NLRB's Browning Ferris Ruling Could Apply in 'Crazy Ways'
Another bombshell came from the National Labor Relations Board yesterday, when it ruled Browning Ferris Industries qualifies as a “joint employer” alongside one of its subcontractors for the purpose of negotiations with unions. Franchisors are rattled, even though waste management company Browning Ferris isn’t a franchisor, and other recent cases and decisions have gone the other way.
“I think this is a big one,” said Elizabeth Sigety, who heads the franchise group for Fox Rothschild. “The joint employer test is going to a standard that scares the franchise industry, and rightfully so.”
In the past, the standard was around control, she said; that is, does the franchisor exercise direct control over an employment practice, for example. “It’s now kind of a shared decision-making type of standard. If they have input, if they collaborate, if they confer,” a franchisor may be branded a joint employer along with its franchisee, she said.
The labor board wrote in its decision that parent companies should not be absolved of their obligations to workers far down the subcontracting chain. “It is not the goal of joint-employer law to guarantee the freedom of employers to insulate themselves from their responsibility to workers, while maintaining control of the workplace,” the board wrote.
The NLRB has aggressively taken this stance since last August, when it ruled it would
consider McDonald’s as jointly responsible in multiple lawsuits against franchisees. Since then, the definition of joint employer has become a moving target.
“Everybody doesn’t know where the line is. As a lawyer I have a hard time telling my clients what to do,” Sigety said.
Most notable in yesterday’s ruling, Sigety says, is the wording of the minority opinion, in which two members that disagreed with the majority “went through a list of industries that could be affected” by the ruling, “and they listed franchising.”
The number of industries “potentially encompassed within the standard appears to be virtually unlimited,” the minority opinion said.
“I think it’s very broad,” Sigety said about the Browning Ferris ruling. “ You could think of all sorts of crazy ways this could apply, and nobody really knows.”
Confusing the scene, two other recent cases around the joint employer issue were decided in favor of the franchisor, one involving Freshii and another Massage Envy.
The Browning Ferris case grew out of an organizing effort by the Teamsters, which sought to include Browning Ferris at the bargaining table along with Leadpoint Business Services, a subcontractor.

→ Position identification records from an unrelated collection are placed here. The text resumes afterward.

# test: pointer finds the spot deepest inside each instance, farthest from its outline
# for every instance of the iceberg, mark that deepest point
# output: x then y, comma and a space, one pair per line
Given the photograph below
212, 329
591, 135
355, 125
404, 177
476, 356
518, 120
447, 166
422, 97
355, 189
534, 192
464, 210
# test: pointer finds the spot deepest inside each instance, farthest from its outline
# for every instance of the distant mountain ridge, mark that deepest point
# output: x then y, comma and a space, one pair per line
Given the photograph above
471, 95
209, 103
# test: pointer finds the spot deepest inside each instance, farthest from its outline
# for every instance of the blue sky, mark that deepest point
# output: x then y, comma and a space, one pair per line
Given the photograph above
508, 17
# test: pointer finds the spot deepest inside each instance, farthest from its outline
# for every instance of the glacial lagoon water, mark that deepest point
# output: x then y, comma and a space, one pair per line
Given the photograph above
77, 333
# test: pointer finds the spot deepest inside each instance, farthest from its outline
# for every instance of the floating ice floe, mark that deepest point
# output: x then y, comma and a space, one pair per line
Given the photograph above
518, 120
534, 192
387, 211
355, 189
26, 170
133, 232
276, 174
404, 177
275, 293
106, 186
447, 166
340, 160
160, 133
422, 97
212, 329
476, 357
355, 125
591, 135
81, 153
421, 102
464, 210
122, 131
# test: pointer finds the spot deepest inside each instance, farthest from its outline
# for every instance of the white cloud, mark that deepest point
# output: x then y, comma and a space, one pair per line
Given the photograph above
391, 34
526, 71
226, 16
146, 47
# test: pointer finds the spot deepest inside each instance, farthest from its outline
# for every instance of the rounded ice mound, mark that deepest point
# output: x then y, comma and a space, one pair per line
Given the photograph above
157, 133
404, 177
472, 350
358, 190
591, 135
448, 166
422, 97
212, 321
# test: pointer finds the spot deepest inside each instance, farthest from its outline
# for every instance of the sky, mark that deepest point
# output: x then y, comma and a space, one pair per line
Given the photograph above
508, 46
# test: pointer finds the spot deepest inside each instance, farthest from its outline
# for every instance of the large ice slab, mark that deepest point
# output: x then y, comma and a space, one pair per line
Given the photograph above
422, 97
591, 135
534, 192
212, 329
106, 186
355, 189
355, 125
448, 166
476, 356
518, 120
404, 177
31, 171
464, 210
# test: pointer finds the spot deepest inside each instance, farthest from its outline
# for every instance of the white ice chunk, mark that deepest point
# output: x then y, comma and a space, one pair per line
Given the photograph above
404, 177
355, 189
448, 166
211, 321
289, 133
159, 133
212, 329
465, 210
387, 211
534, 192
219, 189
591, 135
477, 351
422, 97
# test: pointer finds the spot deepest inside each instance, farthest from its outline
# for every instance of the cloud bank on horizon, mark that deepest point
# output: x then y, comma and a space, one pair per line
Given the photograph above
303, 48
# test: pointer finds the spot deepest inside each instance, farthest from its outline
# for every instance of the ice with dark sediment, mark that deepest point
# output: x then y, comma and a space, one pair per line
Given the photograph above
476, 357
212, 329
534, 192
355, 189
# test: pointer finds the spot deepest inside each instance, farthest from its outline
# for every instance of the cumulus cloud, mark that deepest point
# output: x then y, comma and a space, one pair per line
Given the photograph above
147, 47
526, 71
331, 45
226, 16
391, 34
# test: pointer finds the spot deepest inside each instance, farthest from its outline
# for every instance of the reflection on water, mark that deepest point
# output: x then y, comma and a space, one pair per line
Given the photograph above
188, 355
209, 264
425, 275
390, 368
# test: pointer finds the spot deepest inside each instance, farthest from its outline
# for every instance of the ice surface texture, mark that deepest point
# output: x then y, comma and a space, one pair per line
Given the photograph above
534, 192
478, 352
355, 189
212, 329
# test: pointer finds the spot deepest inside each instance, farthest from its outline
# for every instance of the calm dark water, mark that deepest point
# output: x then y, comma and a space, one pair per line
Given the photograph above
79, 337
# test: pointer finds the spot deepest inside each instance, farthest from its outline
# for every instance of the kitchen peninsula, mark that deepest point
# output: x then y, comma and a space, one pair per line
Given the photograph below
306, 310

A regional director for the NLRB said Browning Ferris did not exert enough control over Leadpoint workers to be considered a joint employer, but the Teamsters appealed. Yesterday’s federal ruling changes that standard.
Business groups including the International Franchise Association and the National Restaurant Association are crying foul, and are considering their next move, including a possible appeal.